Put on your favorite stilettos, the Drag Queens are coming.

They won’t be showing us how to apply gobs of makeup or show off our newest Dolly Parton wig at a midnight drag show. They will be reading children’s books at a public library near you.

And this is where the rub begins.

“Drag Queen Story Hour,” is scheduled for Saturday afternoon at the Mildred Terry Library on Veteran’s Parkway in Columbus. Similar readings have been held all over the country, but I’m not sure if the others have caused such a commotion.

Colgay Pride, a local advocacy group for the LGBT movement, is the sponsor of the controversial event, which has inspired angry posts from every direction on social media. The hubbub began even before the local event was confirmed. People were especially upset about a single comment that shows up on a YouTube video recorded at a reading hour held in a public library in Brooklyn, N.Y.

That video follows.

 

 

You heard it. Miss Hot Mess asked, “Who wants to be a Drag Queen when they grow up?” That is the question that Jeremy Scott Hobbs, a consistent advocate for gay pride in Columbus, has vainly tried to dispel.

Here’s what Hobbs told the Ledger-Enquirer:

“We’re not going to ask, ‘Who wants to grow up to be a drag queen?’ We want them to look to their left and to their right and realize that, just because people are different, we don’t treat them differently. This whole thing is about acceptance. … We’re not trying to turn your kids gay. We just want everyone to walk away with a little more love in their heart for their neighbors.”

He was too late. Damage was already done. Concerned citizens had already that comment.

Many people were already demanding to know why officials allowed the drag queen program to be scheduled at the Mildred Terry branch. To further complicate matters, the library system is under the umbrella of the Muscogee County School District. Angry critics were wondering how educators could have allowed this to happen.

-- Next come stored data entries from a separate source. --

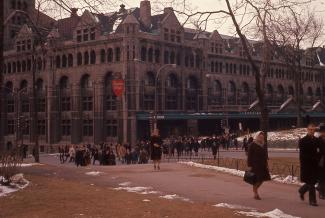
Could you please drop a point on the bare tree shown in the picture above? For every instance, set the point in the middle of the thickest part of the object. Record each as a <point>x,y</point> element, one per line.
<point>297,29</point>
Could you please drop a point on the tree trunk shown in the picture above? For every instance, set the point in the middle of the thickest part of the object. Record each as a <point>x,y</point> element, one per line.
<point>1,72</point>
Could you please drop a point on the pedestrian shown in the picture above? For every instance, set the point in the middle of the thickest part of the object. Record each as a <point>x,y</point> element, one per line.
<point>309,160</point>
<point>321,178</point>
<point>156,150</point>
<point>257,162</point>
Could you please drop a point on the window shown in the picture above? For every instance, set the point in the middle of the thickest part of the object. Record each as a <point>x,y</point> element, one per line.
<point>111,128</point>
<point>87,128</point>
<point>41,105</point>
<point>25,105</point>
<point>41,127</point>
<point>87,103</point>
<point>111,102</point>
<point>65,127</point>
<point>10,127</point>
<point>79,59</point>
<point>65,104</point>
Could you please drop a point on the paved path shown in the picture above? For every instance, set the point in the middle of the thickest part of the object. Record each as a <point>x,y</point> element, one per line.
<point>196,184</point>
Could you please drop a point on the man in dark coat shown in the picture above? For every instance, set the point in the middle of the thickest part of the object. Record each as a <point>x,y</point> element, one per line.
<point>309,159</point>
<point>321,175</point>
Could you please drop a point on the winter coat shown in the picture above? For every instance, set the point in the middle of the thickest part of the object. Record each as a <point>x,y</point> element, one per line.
<point>257,160</point>
<point>309,159</point>
<point>156,150</point>
<point>322,160</point>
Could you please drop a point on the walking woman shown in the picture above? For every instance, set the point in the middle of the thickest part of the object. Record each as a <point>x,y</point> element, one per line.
<point>156,150</point>
<point>257,162</point>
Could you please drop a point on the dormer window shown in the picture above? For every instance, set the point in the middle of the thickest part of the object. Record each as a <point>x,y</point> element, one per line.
<point>86,34</point>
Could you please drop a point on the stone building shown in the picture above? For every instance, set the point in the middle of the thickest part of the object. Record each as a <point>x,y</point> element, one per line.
<point>204,78</point>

The director of the library quickly explained that libraries are public facilities and that anyone can schedule an event there if they follow the proper guidelines. Officials also distanced themselves from the content of the program and its sponsors.

Without posting details about the nasty exchange of comments that continue to show up on Facebook, my question is for Hobbs, a frequent political candidate who normally supports his causes in a pleasant, calm manner.

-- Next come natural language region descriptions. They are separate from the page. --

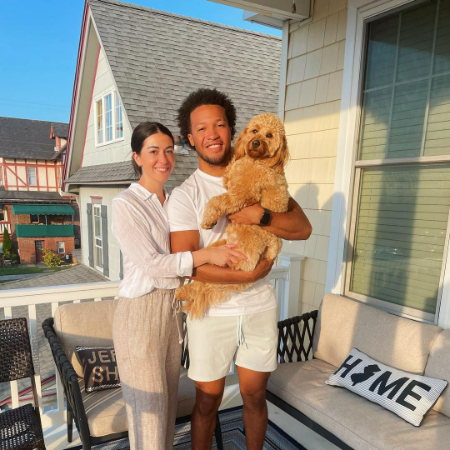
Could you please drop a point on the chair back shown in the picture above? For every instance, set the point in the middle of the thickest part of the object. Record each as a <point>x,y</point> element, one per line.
<point>16,360</point>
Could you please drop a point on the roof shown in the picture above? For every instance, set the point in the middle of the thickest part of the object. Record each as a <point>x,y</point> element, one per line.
<point>158,58</point>
<point>26,139</point>
<point>30,196</point>
<point>60,129</point>
<point>123,172</point>
<point>59,209</point>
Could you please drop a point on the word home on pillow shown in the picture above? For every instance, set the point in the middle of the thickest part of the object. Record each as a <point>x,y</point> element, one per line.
<point>410,396</point>
<point>99,368</point>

This time, he has attached himself to a splinter group within his own world that few people understand. Even some drag queens don’t want to be involved in this. In doing so, Hobbs unleashed a level of hatred and bigotry that seems to be just under the surface in some people’s hearts.

https://www.youtube.com/watch?v=Yk2s7RzBwqM

The issue, of course, is that the event involves children. While Hobbs may be sincere when he talks about the local story hour not being an effort to recruit or attract young people, it is a program that might require parents to explain a lifestyle to children that they are not yet ready to confront.

Colgay Pride has considered the unfortunate comments online and plans to add security on Saturday. Not that they intend to run away from the problem, for Hobbs told a newspaper reporter that future “Drag Queen Story Hours” are already being discussed.

That’s his prerogative, but before another local drag queen Monica Starr picks out other books to read to our kids, it would be wise for Jeremy Scott Hobbs and friends to sit down and discuss this issue with some grownups that aren’t wearing evening gowns.